枚举每个置换,求在每个置换下着色不变的方法数,先求出每个循环的大小,再动态规划求得使用给定的颜色时对应的方法数。
dp[i][j][k]表示处理到当前圈时R,B,G使用量为i,j,k时的方法数,背包思想。
#include<cstdio>
#include<iostream>
#include<cstdlib>
#include<cstring>
#include<string>
#include<algorithm>
#include<map>
#include<queue>
#include<vector>
#include<cmath>
#include<utility>
using namespace std;
typedef long long LL;
const int N = 68, INF = 0x3F3F3F3F;
#define MS(a, num) memset(a, num, sizeof(a))
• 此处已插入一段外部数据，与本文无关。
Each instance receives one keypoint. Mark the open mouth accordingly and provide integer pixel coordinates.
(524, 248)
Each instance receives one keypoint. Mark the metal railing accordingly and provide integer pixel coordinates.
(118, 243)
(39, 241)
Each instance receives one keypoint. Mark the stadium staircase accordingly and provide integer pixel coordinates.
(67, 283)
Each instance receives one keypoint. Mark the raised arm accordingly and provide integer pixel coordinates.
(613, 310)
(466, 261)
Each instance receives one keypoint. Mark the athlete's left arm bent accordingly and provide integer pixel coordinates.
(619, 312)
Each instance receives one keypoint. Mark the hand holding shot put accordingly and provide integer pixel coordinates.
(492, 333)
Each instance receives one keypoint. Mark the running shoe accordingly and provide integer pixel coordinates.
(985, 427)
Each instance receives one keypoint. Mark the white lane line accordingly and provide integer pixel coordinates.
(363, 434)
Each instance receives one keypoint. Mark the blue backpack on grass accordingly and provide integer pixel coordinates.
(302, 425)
#define PB(A) push_back(A)
#define FOR(i, n) for(int i = 0; i < n; i++)
int r, g, b, m, p, n;
int dis[N][N];
bool vis[N];
LL dp[N][N][N]; LL Ext_gcd(LL a,LL b,LL &x,LL &y){//扩展欧几里得
if(b==0) { x=1, y=0; return a; }
LL ret= Ext_gcd(b,a%b,y,x);
y-= a/b*x;
return ret;
}
LL Inv(LL a,int m){ ///求逆元
LL d,x,y,t= (LL)m;
d= Ext_gcd(a,t,x,y);
if(d==1) return (x%t+t)%t;
return -1;
} LL solve(){
LL ans = 0;
for(int x = 0; x < m; x++){
memset(vis, 0, sizeof(vis));
vector<int> v;
for(int i = 1; i <= n; i++){
if(!vis[i]){
int cnt = 0;
int tp = i;
while(!vis[tp]){
cnt++;
vis[tp] = 1;
tp = dis[x][tp];
}
v.push_back(cnt);
}
}
memset(dp, 0, sizeof(dp));
dp[0][0][0] = 1;
for(int t = 0; t < v.size(); t++){
for(int i = r; i >= 0; i--){
for(int j = b; j >= 0; j--){
for(int k = g; k >= 0; k--){
if(i == 0 && j == 0 && k == 0){
continue;
}
dp[i][j][k] = 0;
if(i >= v[t]){
dp[i][j][k] = (dp[i][j][k] + dp[i - v[t]][j][k]) % p;
}
if(j >= v[t]){
dp[i][j][k] = (dp[i][j][k] + dp[i][j - v[t]][k]) % p;
}
if(k >= v[t]){
dp[i][j][k] = (dp[i][j][k] + dp[i][j][k - v[t]]) % p;
}
}
}
}
}
ans = (ans + dp[r][b][g]) % p;
}
ans = ans * Inv(m, p) % p;
return ans;
}
int main(){
while(~scanf("%d %d %d %d %d", &r, &b, &g, &m, &p)){
n = r + b + g;
bool f = 1;
for(int i = 0; i < m; i++){
int cnt = 0;
for(int j = 1; j <= n; j++){
scanf("%d", &dis[i][j]);
if(dis[i][j] == j){
cnt++;
}
}
if(cnt == n){
f = 0;
}
}
if(f){
for(int i = 1; i <= n; i++){
dis[m][i] = i;
}
m++;
}
printf("%lld\n", solve());
}
return 0;
}